Alma caníbal
La última vez que le vi, hará unas tres semanas, roncaba como un energúmeno un par de filas más atrás en el cine del barrio. Era por la noche y había poco público, así que la gente fue abandonando su proximidad a medida que aumentaba el resoplido, y cuando se encendieron las luces le descubrí en el centro de un desierto de butacas, tan desparramado en su asiento que parecía tener más de dos brazos y dos Piernas, tan incrustado en su silla como si en vez de sentarse se hubiera arrojado a ella desde un quinto piso. Sus resuellos habían sido la burla general, sobre todo cuando el chico iba a besar a la chica en mitad de un campo de amapolas; era una película bastante estúpida, y sonaban los violines y un gorgoteo gutural larguísimo y húmedo de flemas que arrancó incluso una ovación. Yo no sé si es que estaba borracho; antes no bebía. Cuando se acabó la sesión, un par de viejas que estaban en el extremo de la fila le pidieron que recogiera sus muchas piernas para poder salir y le zarandearon con la punta de los dedos, como si manchara, aunque él iba, como siempre, limpio y bien vestido. Gruñó, boqueó y se removió un poco, pero no llegó a despertarse, así que las viejas tuvieron que pasar haciendo dengues por encima de sus rodillas y yo pude marcharme sin que me hubiera visto. Allí se quedó. Desconozco qué sucede en estos casos; supongo que al final llega el acomodador y echa al intruso. Era una noche fría y sin luna, de esas en las que a veces resulta difícil, o por lo menos desalentador, encontrar el camino de regreso.

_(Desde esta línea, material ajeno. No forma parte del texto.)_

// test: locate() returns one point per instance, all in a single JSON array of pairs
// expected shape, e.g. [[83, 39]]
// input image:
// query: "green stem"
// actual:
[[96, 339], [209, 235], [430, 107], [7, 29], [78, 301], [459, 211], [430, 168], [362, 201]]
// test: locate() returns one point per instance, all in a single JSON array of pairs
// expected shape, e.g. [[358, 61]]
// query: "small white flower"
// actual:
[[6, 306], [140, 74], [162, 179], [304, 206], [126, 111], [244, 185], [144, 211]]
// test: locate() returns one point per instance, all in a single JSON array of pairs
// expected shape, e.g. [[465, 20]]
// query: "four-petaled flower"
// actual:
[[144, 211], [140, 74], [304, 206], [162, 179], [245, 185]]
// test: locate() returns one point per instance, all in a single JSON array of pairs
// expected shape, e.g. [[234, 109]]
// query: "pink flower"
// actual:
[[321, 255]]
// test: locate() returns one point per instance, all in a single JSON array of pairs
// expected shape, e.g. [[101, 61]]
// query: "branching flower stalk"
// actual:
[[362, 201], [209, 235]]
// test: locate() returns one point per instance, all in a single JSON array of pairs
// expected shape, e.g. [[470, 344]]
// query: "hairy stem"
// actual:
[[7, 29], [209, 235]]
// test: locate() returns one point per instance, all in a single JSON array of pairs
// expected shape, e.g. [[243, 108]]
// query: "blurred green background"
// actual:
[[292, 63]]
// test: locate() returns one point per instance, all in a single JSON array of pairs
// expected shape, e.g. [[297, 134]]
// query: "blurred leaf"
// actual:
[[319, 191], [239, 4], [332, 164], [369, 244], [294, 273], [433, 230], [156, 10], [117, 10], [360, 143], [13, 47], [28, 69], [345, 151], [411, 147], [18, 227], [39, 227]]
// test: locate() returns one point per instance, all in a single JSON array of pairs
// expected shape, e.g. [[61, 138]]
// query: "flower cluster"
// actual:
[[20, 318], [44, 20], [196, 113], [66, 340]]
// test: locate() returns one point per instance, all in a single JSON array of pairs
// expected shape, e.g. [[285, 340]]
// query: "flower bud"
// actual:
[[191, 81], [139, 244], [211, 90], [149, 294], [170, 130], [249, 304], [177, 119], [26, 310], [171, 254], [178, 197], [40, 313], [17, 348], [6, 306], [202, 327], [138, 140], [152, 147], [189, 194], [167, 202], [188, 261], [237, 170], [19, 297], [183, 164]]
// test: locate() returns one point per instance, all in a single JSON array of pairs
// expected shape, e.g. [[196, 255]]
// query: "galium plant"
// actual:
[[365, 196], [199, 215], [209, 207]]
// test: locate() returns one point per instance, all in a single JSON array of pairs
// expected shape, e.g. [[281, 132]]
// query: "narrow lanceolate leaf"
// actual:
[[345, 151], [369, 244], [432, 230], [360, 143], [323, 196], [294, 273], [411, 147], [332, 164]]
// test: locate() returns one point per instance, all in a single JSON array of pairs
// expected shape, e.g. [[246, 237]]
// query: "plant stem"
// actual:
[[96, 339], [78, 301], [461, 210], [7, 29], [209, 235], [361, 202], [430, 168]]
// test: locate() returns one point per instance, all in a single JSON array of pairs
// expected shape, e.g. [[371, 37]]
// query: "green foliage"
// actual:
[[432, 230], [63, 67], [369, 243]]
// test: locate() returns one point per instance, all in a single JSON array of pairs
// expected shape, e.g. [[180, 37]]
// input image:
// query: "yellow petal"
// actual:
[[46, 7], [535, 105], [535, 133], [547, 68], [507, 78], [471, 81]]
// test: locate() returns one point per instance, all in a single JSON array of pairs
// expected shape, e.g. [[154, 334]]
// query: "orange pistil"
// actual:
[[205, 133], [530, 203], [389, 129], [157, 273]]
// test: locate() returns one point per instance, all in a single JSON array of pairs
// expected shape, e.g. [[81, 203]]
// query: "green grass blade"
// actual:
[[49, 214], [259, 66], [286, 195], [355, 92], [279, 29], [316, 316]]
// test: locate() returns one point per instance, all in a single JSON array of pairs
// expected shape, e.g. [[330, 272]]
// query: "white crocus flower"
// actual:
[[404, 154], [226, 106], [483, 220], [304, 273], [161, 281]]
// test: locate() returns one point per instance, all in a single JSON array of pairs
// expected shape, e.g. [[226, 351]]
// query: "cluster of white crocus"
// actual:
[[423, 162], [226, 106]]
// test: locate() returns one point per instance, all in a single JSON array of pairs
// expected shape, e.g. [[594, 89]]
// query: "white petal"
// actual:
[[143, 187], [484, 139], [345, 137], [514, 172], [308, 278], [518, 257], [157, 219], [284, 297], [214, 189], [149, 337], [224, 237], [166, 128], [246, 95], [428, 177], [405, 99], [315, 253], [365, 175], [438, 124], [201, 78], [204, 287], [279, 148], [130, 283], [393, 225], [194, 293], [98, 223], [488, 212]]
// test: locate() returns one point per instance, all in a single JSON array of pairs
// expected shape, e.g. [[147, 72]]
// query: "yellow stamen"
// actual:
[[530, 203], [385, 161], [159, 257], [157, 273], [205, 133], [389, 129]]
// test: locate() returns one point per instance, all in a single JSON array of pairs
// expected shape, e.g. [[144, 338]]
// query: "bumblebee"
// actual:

No se puede decir que haya sido un hombre fundamental en mi vida, aunque tampoco es de esos de los que procuras hasta olvidar el nombre. Además, hace ya tiempo que no llegan a mí hombres fundamentales, cosa que ya no sé si es un fallo de ellos o un mérito mío. Cuando conocí a este tipo, en cualquier caso, yo no me encontraba en mi mejor momento. Estaba todavía en La Espiral y Cherna me explotaba miserablemente: el tener por jefe a un supuesto amigo suele resultar calamitoso. Trabajaba siete días a la semana y llegaba a casa a las cuatro de la madrugada, con los pies reventando las costuras de los zapatos y el cerebro cocinándoseme en la cabeza a fuego lento, tan envuelta en olor a humo que la gata evitaba mi presencia. La Espiral se había puesto de moda por entonces y el local estaba siempre atestado. A menudo aparecían por allí viejos conocidos de mis épocas psicodélicas, cadáveres ambulantes que hubiera preferido borrar de mi recuerdo y que se acodaban en la barra, frente a mí, soltándome largas parrafadas que yo no entendía, separados como estábamos por el barullo, mi dolor de cabeza y el odio a la humanidad que me embargaba. Se comprende que llevara bastantes meses sin añorar el peso del cuerpo de un hombre.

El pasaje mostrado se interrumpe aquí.